Communication outside of control network with CompactLogix

Hello,

I got control network (PLC+HMI+Servos) connected with switch. Now I need to connect this PLC(L24ER) with costumer network.

These are possibilities I can think of:
1. Use layer 3 switch, which got routing capabilities (for example Stratix 8000, but it costs around 4000!)
2. Use simple industrial switch and router
3. Use just router (I'm worried about network performance)
4. Use some external Ethernet card, which can communicate with PLC (add-on)
5. Use L30ER PLC and aditional EtherNet/IP module (1768-ENBT) (I don't know if there could be two different networks in one PLC)

What do you recommend me as right solution and most cost effective one?

Thank you

Petr

I strongly recommend Option 2, using an industrial router.

Rockwell has a couple of devices made exactly for this purpose:

http://ab.rockwellautomation.com/Networks-and-Communications/Network-Address-Translation-Device

I recommend against using a consumer-grade router.
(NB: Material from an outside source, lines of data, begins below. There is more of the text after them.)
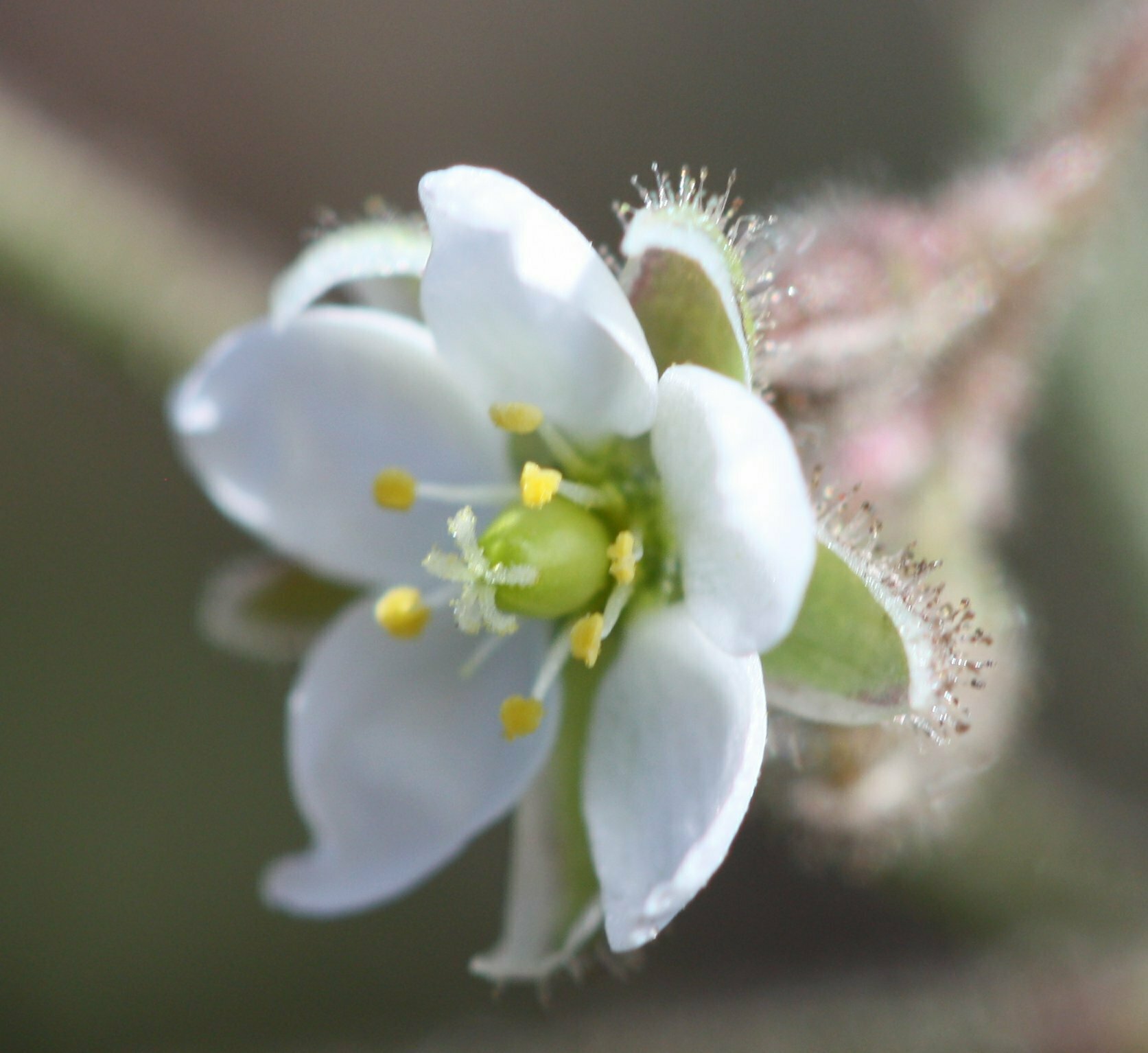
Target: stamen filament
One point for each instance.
(551, 665)
(564, 452)
(479, 657)
(397, 489)
(588, 496)
(616, 604)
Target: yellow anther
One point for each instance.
(395, 489)
(402, 612)
(622, 562)
(539, 485)
(586, 638)
(520, 717)
(518, 417)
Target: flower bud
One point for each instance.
(564, 542)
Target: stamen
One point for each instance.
(616, 604)
(586, 638)
(395, 489)
(402, 612)
(520, 717)
(551, 665)
(495, 493)
(588, 496)
(479, 657)
(624, 555)
(564, 452)
(522, 418)
(539, 485)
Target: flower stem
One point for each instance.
(119, 264)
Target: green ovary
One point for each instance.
(564, 542)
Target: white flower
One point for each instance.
(668, 510)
I've actually damaged some old Netgear routers (yes...they red-lit and never recovered) by exposing them to high amounts of multicast traffic.
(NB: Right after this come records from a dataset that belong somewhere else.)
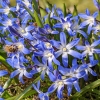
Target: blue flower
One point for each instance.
(25, 31)
(96, 28)
(89, 69)
(42, 68)
(89, 20)
(65, 23)
(97, 4)
(47, 30)
(3, 72)
(76, 71)
(41, 95)
(59, 82)
(76, 28)
(6, 9)
(89, 49)
(66, 49)
(1, 90)
(22, 71)
(47, 55)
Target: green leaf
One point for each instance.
(48, 5)
(96, 91)
(22, 95)
(3, 61)
(35, 17)
(75, 12)
(64, 10)
(35, 6)
(6, 85)
(86, 89)
(43, 12)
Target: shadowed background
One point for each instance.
(81, 4)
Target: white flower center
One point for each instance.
(9, 23)
(49, 55)
(64, 49)
(7, 10)
(60, 82)
(48, 45)
(66, 26)
(20, 46)
(89, 49)
(91, 19)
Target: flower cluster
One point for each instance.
(61, 48)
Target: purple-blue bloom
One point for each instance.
(3, 72)
(89, 49)
(22, 71)
(65, 49)
(41, 95)
(89, 20)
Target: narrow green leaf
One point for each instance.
(86, 89)
(6, 85)
(35, 17)
(42, 12)
(96, 91)
(64, 9)
(75, 12)
(21, 95)
(35, 6)
(48, 5)
(3, 61)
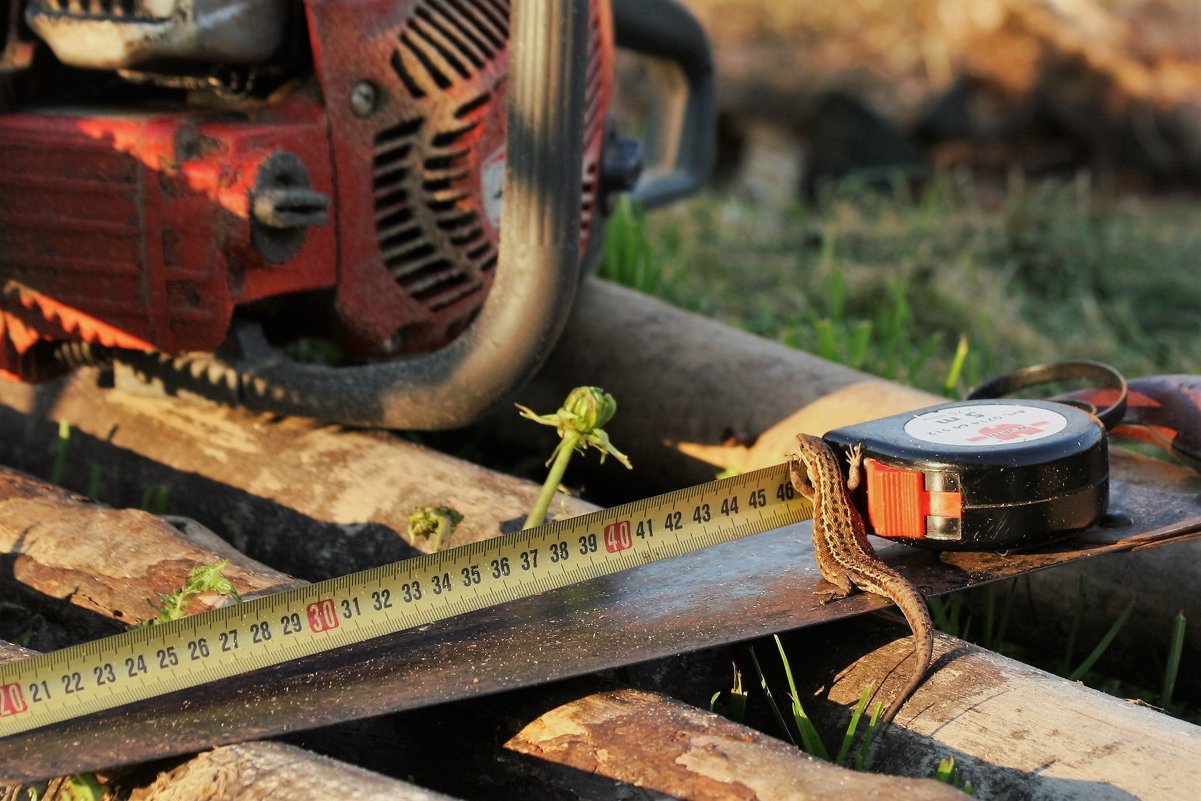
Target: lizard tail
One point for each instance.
(913, 605)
The 1768-ENBT is for the old L4x family of CompactLogix only; it won't connect to the modern 5370 family. And you probably won't be satisfied with the functionality you get out of a Prosoft or other module that goes into the backplane as an foreign protocol device.

Thank you for advice.

With that AB NAT, can I just translate PLC IP address, so costumer can not reach other devices (I don't have to use manage switch to create separate VLAN)?

Edit: After reading through manuals, answer is yes, this image explain pretty much everything (1783-um008_-en-p.pdf)
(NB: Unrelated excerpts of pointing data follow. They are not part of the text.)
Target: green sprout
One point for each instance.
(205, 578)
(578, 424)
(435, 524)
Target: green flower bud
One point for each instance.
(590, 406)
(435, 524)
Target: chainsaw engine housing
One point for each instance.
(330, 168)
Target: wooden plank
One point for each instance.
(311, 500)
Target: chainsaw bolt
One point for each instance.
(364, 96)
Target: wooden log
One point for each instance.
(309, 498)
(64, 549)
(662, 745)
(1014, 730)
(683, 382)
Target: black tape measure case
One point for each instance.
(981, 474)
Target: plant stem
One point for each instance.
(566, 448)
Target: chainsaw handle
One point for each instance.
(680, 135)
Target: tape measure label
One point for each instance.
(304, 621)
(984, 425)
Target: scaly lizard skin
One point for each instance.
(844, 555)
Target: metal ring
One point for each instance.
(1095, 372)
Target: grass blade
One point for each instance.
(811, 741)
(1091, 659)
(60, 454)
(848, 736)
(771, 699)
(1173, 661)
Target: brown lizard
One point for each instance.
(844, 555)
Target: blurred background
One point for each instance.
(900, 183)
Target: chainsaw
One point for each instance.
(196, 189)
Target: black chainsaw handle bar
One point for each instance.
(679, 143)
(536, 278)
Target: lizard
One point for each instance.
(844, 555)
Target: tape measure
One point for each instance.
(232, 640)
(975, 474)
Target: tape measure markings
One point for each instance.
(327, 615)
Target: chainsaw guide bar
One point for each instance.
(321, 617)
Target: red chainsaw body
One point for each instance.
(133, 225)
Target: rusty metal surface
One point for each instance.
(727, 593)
What are arguments for using NAT instead of changing all IP addresses to match costumer network (costumer don't want to spend extra money for proper solution)?

I can think of, that network traffic could affect machine performance (I'm using PLC, HMI and few servos over Ethernet). Also there are safety issues, since there is no control who can access the network and maybe they will even connect network to Internet.

Petr_Broza said:

What are arguments for using NAT instead of changing all IP addresses to match costumer network (costumer don't want to spend extra money for proper solution)?

I can think of, that network traffic could affect machine performance (I'm using PLC, HMI and few servos over Ethernet). Also there are safety issues, since there is no control who can access the network and maybe they will even connect network to Internet.

Click to expand...

Security is almost moot as long as you know the translated address. You're at least protecting the devices not translated. NAT is really designed to integrate machines into a larger network without having to deal with the overhead of changing addresses and PLC programs.

Petr_Broza said:

What are arguments for using NAT instead of changing all IP addresses to match costumer network (costumer don't want to spend extra money for proper solution)?

Click to expand...

Does having the network traffic from people in the office watching cat videos on youtube and sending 200-page PDF's to a printer mingling with your process critical industrial controllers and precision motion control servo controllers seem like a good idea to you? If so, then go right ahead. But better just word up your IT guys that they'll now be responsible for troubleshooting network issues on your I/O racks and PLC's as well as between PC's and printers.

Control Network <--> DMZ <--> Corporate Network.

There's a reason it's done that way.